The moment her fingertips brushed the metal, the world collapsed around her. A surge of raw power exploded through her, electrifying her nerves and flooding her mind with a force she couldn’t contain. She gasped, her eyes wide with horror, but no sound escaped her lips. Visions assaulted her—shifting shadows, figures cloaked in black and red, eyes gleaming with unnatural light. Voices shrieked, whispered, roared in a language she didn’t understand yet felt in her soul, a torrent of pain, power, knowledge, and darkness that tore at her sanity. Her body shook, her knees buckling, and her vision tunneled, her consciousness unraveling at the seams after weeks of holding it together. Then—nothing.
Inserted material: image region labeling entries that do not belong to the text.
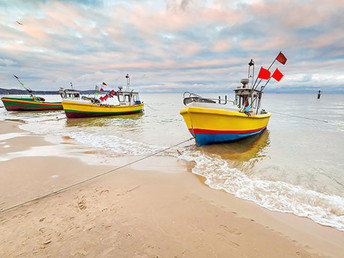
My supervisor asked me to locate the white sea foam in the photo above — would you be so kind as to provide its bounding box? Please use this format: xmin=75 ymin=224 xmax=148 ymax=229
xmin=3 ymin=98 xmax=344 ymax=231
xmin=180 ymin=151 xmax=344 ymax=231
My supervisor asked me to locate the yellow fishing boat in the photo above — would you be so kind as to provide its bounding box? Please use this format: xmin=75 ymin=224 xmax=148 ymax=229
xmin=60 ymin=74 xmax=143 ymax=118
xmin=180 ymin=53 xmax=286 ymax=146
xmin=62 ymin=100 xmax=143 ymax=118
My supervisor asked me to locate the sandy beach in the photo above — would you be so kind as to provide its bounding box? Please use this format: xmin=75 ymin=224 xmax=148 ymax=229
xmin=0 ymin=121 xmax=344 ymax=257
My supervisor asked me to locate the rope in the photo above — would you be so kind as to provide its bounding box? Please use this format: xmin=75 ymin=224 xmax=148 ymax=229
xmin=271 ymin=111 xmax=328 ymax=123
xmin=0 ymin=137 xmax=193 ymax=214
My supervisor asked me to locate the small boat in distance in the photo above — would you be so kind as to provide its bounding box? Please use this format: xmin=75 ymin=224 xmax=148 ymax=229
xmin=180 ymin=52 xmax=287 ymax=146
xmin=62 ymin=75 xmax=143 ymax=118
xmin=1 ymin=74 xmax=62 ymax=111
xmin=1 ymin=95 xmax=62 ymax=111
She awoke with a start, sprawled on the cold floor, her cleaning supplies scattered around her like fallen soldiers. Her body ached, her muscles weak as though wrung dry, and the silence of the room pressed against her ears, too absolute, too heavy. The holocron sat exactly where it had been, untouched, as if nothing had happened. How much time had passed? Her breath came in shallow gulps, her hands shaking as she pushed herself to her feet, swaying before finding her balance. The whispers were gone, but their echo lingered, crawling at the edges of her mind, a shadow she couldn’t shake after weeks of enduring the academy’s weight.
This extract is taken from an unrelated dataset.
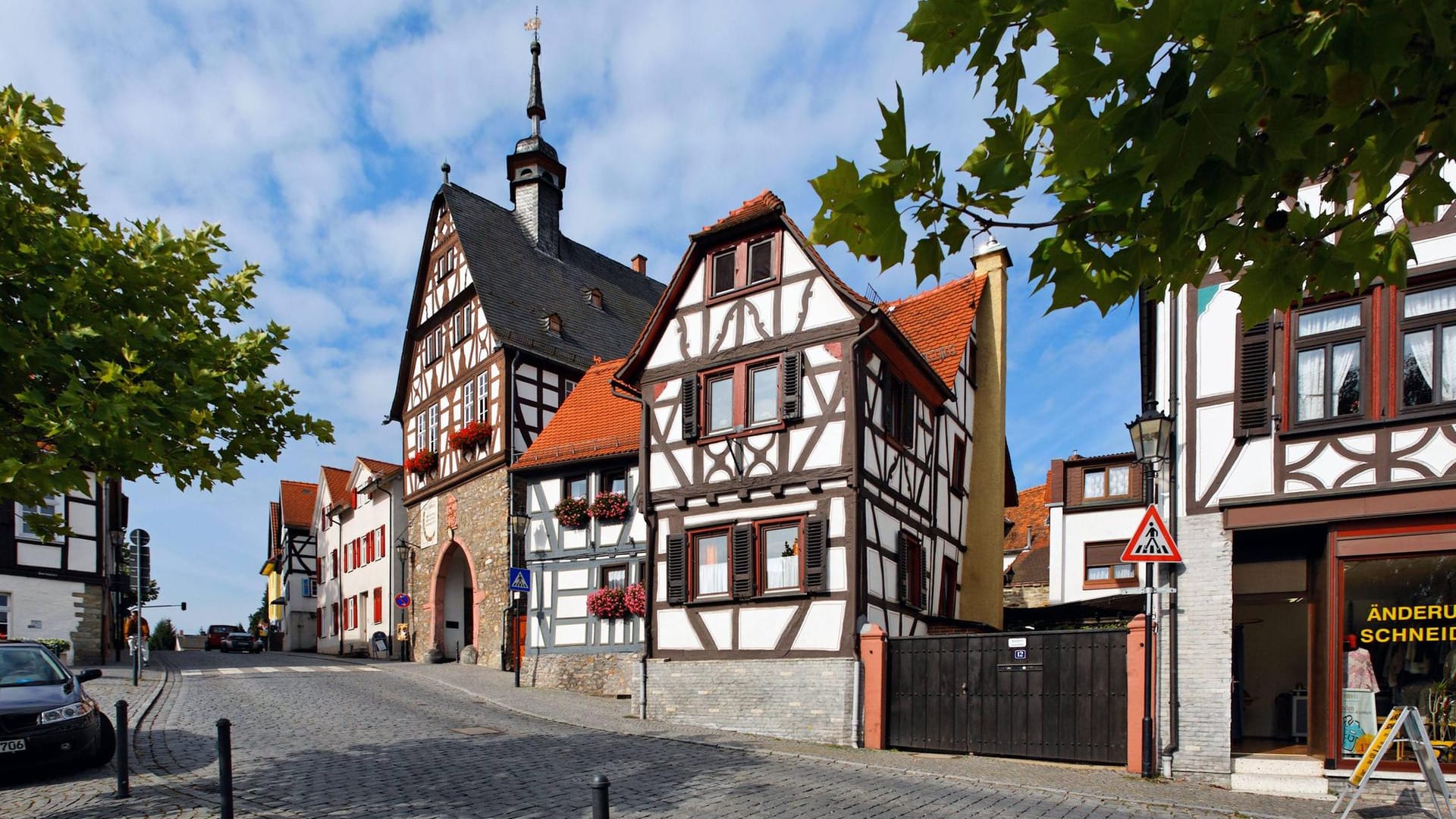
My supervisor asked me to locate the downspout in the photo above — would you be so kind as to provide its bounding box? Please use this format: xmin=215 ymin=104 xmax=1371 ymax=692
xmin=849 ymin=307 xmax=883 ymax=748
xmin=1162 ymin=284 xmax=1181 ymax=777
xmin=609 ymin=381 xmax=657 ymax=720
Had anyone seen her? Had they noticed her collapse? Panic cut through the haze, sharp and urgent, a reflex honed by her time here. She couldn’t be found like this—not after surviving this long. With a ragged breath, she scrambled to gather her supplies, her movements frantic yet precise, ensuring the room remained pristine—no evidence of her lapse, no hint of the holocron’s pull. She cast one last glance at it, her heart pounding, then rushed from the study, forcing her steps into the steady, unhurried pace she’d mastered as she entered the corridor. She had to get back, had to pretend nothing had happened.